Nun te reggae cchiù

L'omofobia di Buju Banton

12 agosto 2006, "Pride", agosto 2006

Quanto è alta la soglia dell'omofobia in Italia? E cosa c'entra con la musica reggae, con il pacifico popolo alternativo che la apprezza e con gli organizzatori di concerti di sinistra? Una polemica estiva ci aiuta a scoprirlo.


Il suo nome è Buju Banton ed è uno degli artisti reggae più noti e apprezzati del momento a livello internazionale. Pare quindi buono e giusto che nella sua tournée europea di questa estate passi a suonare anche in alcune delle principali città italiane. C'è solo un problema: Buju Banton e il suo reggae arrabbiato hanno qualche conto in sospeso con i gay. Per esempio una canzone, "Boom, bye bye" del 1992, in cui Banton invita ad ammazzare i froci senza pietà e a dargli fuoco come fossero dei vecchi copertoni.
Pare quindi altrettanto normale che le associazioni glbt si mobilitino un po' per ottenere una pubblica discussione sul tema, com'era già accaduto in altri paesi europei e anche in Italia in occasione del passaggio di altri esponenti del reggae omofobico giamaicano. Così, nelle scorse settimane, è partita una polemica estiva che ha confermato che è sempre meglio muoversi e parlare piuttosto che stare zitti per signorilità.

Buju Banton aveva in programma tre concerti italiani a Milano, Roma e Mira (Venezia) e in tutti e tre i casi, a rendere più imbarazzante la faccenda, era stato invitato da organizzatori del circuito alternativo e nell'ambito di manifestazioni promosse con il contributo di amministrazioni pubbliche di centrosinistra. C'è da aggiungere che Banton, in Giamaica, è stato processato per violenze compiute in gruppo contro alcuni omosessuali e assolto per mancanza di prove con una sentenza considerata più che discutibile da diverse associazioni per la difesa dei diritti umani.
A difesa invece del musicista, gli uffici stampa degli organizzatori dei tre concerti precisavano che: 1) Banton aveva ritirato da tempo dal repertorio la canzone "Boom, bye bye", 2) al processo per aggressione era stato assolto ed era perciò fino a prova contraria innocente, 3) aveva già pubblicamente espresso un'"abiura" dei suoi testi omofobici.
Banton però, in un'intervista rilasciata a "Repubblica" lo stesso giorno del suo concerto milanese, dichiarava: "Se ci sono dei gay a cui non piaccio, che non vengano. Sono loro che scelgono di venire ad ascoltarmi, non io che li obbligo". Non molto conciliante e men che meno pentito.
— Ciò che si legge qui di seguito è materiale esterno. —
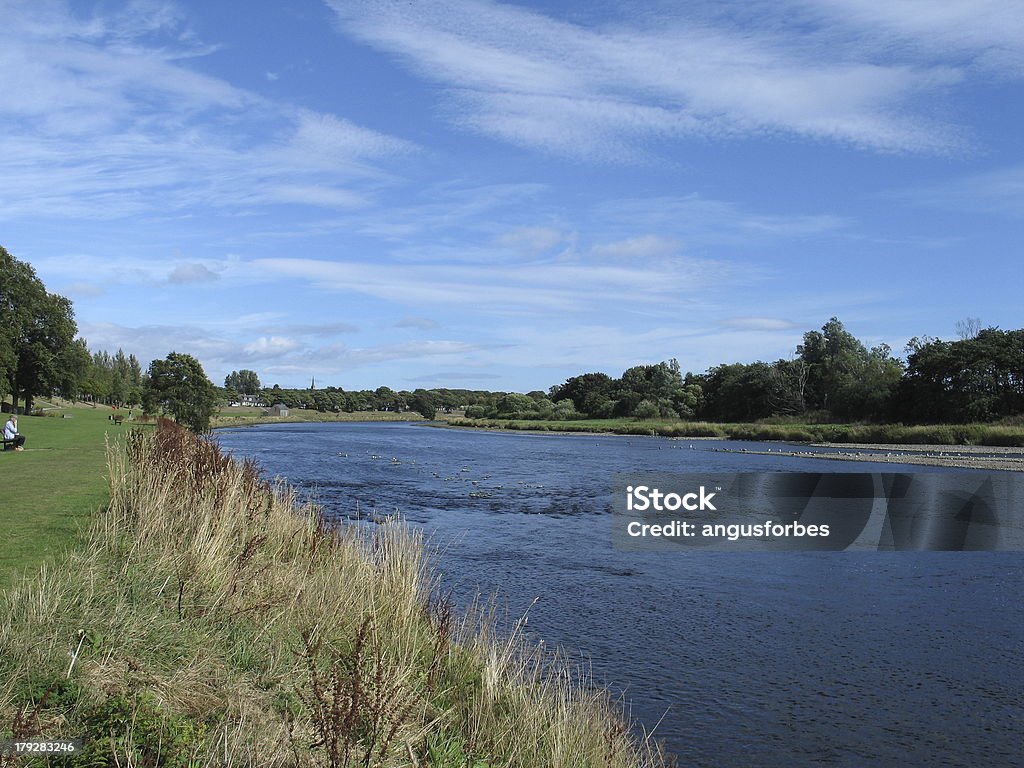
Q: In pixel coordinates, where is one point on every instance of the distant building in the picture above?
(248, 400)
Alcuni gay comunque al concerto ci sono andati lo stesso a fare un volantinaggio, incassando un buon risultato di attenzione per la loro protesta.
Le tre esibizioni di Banton si sono svolte tutte regolarmente, malgrado le proteste dei gruppi glbt, di Amnesty e di alcuni centri sociali che hanno invitato a boicottare i concerti. A Venezia è finita persino a tarallucci e vino, con il ritiro di un altolà al musicista giamaicano emesso dall'assessore provinciale Rita Zanutel e la promessa di "farsi portavoce dei diritti civili" fatta da Banton al presidente di Arcigay Veneto Alessandro Zan.
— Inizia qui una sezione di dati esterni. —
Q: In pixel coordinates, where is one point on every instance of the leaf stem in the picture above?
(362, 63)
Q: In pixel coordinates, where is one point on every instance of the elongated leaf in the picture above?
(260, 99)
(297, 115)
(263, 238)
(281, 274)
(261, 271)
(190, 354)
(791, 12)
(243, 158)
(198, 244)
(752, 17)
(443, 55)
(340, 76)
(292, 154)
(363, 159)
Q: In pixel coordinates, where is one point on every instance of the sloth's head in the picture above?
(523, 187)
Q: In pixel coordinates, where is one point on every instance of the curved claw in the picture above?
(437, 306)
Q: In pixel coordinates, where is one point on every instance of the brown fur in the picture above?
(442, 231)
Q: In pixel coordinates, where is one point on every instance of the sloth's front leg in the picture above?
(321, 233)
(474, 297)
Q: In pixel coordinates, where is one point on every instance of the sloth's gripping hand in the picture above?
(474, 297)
Quali somme tiriamo da questa storia? Innanzitutto che in Italia la soglia d'allarme per l'omofobia rimane altissima. Molto più alta di quelle accettabili per il razzismo o l'intolleranza religiosa. Immaginiamo per un momento il clamore che avrebbe potuto suscitare il tour italiano di un musicista che in alcuni dei suoi testi incita allo sterminio etnico. E confrontiamolo con il fatto che Banton, pur contestato e ambiguo nel suo ripudio dell'omofobia, non è stato più di tanto considerato uno scandalo.
Constatiamo però pure che finalmente c'è anche da noi qualcuno che si alza e dice no all'omofobia riuscendo a farsi sentire. E che finalmente gay, lesbiche e trans non sono più del tutto soli nelle loro battaglie.
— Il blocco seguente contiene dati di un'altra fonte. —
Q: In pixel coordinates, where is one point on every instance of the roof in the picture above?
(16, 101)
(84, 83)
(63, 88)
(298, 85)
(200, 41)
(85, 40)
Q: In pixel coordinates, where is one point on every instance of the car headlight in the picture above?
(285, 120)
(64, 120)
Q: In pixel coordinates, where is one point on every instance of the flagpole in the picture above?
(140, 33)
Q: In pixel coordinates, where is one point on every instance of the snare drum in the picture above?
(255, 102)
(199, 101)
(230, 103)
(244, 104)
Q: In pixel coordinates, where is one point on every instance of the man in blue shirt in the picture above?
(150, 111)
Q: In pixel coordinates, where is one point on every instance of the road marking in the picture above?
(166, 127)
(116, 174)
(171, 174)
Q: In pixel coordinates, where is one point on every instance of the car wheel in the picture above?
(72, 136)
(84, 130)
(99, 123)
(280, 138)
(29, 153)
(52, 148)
Sullo sfondo di questa vicenda rimane in ogni caso un interrogativo: com'è che il pacifico reggae di una volta si è trasformato in un'epopea della violenza nel ghetto e che parecchi estimatori di questi ipnotici ritmi (soprattutto) non sembrano essersene manco accorti?
Sarà qualche sostanza psichedelica, oppure la totale incomprensibilità dei testi, scritti in un'inglese supergergale e pronunciati peggio? O forse tutte e due le cose?